Why Deepfake Detection Needs Both Humans and AI
Security experts have been warning of the threats posed by deepfakes for individuals and organizations alike for some time. This study shows that organizations can no longer rely on human judgment to spot deepfakes and must look to alternative means of authenticating the users of their systems and services.
Neither humans nor AI can win this battle alone. I don't care how advanced the tech gets, we need both working together.
AI Tools Aren't Always Accurate
AI has a few blind spots when trying to spot fakes:
- Demographic biases- These fancy detection systems show up to 10.7% accuracy differences across races, with worse performance on darker-skinned people. The tech is literally more biased than humans!
- Dataset dependencies- Most algorithms only work well on what they were trained to spot. Show them a new deepfake method, and they become useless.
- Vulnerability to manipulation - Smart hackers can trick these tools with targeted attacks or simple video tweaks
Human Intuition Fills In The Gaps
Our brains have some special sauce that machines just can't copy:
Regular people perform just as well as fancy machine learning models when viewing minimal context videos. And when we average human responses together? The "crowd wisdom" matches AI accuracy at 80%.
We're especially good at processing whole faces at once. When researchers flipped faces upside down, misaligned them, or partially covered them, human detection ability tanked while AI performance barely changed. This suggests we use brain pathways that machines simply don't have.
The Future of Hybrid Detection Systems
The winning approach? Humans + AI working as a team. Studies prove that combining human judgment with AI analysis creates better systems than either working alone.
Timing matters too. People were more likely to correctly spot deepfakes when they got AI warnings before watching content rather than after. Prevention is better than cure!
'A false image of reliability is worse than low reliability' – Siwei Lyu
What You Can Do to Stay Ahead of Deepfakes
85% of security pros report a rise in AI-based cyberattacks. Deepfakes are part of that shift, which means staying cautious online matters more than ever.
Start with your accounts. Use strong, unique passwords for every important login, and turn on two-factor authentication wherever it’s available. Password managers can make this much easier.

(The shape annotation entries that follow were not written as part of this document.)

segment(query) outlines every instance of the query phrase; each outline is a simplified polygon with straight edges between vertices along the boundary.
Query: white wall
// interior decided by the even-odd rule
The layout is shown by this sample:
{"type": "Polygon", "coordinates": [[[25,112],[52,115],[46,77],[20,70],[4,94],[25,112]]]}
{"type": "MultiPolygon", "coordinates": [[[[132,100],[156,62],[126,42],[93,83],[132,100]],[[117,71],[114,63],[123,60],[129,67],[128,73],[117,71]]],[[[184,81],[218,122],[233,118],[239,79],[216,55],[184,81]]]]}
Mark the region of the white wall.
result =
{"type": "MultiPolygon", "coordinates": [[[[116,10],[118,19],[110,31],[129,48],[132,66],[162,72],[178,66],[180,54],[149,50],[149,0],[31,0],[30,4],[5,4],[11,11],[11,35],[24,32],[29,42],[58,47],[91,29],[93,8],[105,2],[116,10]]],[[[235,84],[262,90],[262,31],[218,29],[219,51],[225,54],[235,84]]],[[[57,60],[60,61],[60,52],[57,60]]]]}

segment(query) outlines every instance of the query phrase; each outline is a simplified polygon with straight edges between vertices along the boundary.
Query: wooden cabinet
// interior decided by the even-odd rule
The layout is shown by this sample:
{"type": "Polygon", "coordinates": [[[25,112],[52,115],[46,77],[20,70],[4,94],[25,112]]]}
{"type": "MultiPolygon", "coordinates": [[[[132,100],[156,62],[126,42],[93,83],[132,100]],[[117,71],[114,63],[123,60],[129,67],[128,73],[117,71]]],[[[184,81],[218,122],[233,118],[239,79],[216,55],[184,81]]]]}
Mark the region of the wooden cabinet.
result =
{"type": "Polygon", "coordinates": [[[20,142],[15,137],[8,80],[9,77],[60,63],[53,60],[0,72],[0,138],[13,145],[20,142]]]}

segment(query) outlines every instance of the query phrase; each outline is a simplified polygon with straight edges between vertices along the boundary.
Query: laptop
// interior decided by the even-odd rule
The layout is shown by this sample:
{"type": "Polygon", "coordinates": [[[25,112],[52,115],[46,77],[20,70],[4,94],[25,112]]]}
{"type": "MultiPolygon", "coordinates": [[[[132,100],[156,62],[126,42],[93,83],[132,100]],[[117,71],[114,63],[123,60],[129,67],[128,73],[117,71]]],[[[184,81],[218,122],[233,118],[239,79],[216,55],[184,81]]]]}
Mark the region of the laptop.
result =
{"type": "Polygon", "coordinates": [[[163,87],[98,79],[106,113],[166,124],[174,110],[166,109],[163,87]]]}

Be mindful of what you share publicly. Photos, videos, and voice clips can all be reused or manipulated. Review your social media privacy settings and limit what strangers can access.
When someone contacts you unexpectedly—especially asking for money, sensitive data, or urgent action—pause first.

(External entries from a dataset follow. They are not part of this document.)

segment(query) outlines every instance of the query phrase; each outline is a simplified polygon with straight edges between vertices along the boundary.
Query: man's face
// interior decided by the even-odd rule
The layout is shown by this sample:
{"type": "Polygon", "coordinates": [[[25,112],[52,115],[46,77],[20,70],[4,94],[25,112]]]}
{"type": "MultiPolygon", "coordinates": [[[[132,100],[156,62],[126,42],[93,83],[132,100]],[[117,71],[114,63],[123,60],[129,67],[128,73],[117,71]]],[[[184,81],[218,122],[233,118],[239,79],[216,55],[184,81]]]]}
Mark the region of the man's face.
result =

- Verify their identity through another trusted channel
- Be cautious of pressure or emotional urgency
- Report suspicious messages or accounts
Keep your devices updated. Security updates often fix vulnerabilities that attackers rely on. Enabling automatic updates is one of the easiest ways to reduce risk.

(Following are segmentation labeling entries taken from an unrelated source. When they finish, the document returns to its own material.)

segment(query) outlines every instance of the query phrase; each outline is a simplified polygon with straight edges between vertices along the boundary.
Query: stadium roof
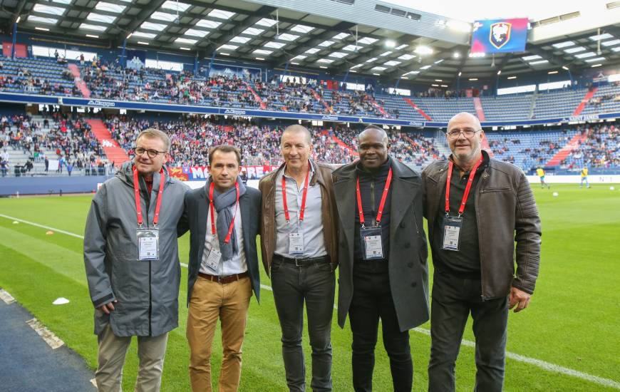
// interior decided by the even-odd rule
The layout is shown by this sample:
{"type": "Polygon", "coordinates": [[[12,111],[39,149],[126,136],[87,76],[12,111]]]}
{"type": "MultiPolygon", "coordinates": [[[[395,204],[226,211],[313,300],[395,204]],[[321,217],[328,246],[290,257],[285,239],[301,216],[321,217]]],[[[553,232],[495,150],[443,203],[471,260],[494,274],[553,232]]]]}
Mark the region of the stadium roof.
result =
{"type": "MultiPolygon", "coordinates": [[[[347,3],[347,0],[339,0],[347,3]]],[[[438,25],[458,32],[463,43],[436,34],[387,29],[243,0],[5,0],[0,24],[19,19],[19,31],[77,43],[197,55],[264,63],[276,68],[399,78],[450,84],[462,78],[495,78],[566,67],[576,74],[593,65],[620,63],[620,28],[608,26],[529,42],[519,53],[472,57],[471,25],[438,15],[438,25]],[[435,38],[431,38],[433,36],[435,38]]],[[[381,7],[387,8],[382,9],[381,7]]],[[[378,7],[378,8],[377,8],[378,7]]],[[[390,17],[420,16],[405,7],[376,10],[390,17]]],[[[446,36],[448,37],[448,36],[446,36]]]]}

If you run a business, awareness matters just as much as tools. Train employees to question unusual requests, verify identities, and escalate anything suspicious. Strong approval processes can stop many scams before they start.
Technology helps, but habits matter more. The best defense against deepfakes is a mix of smart security basics and taking an extra moment to verify before you trust.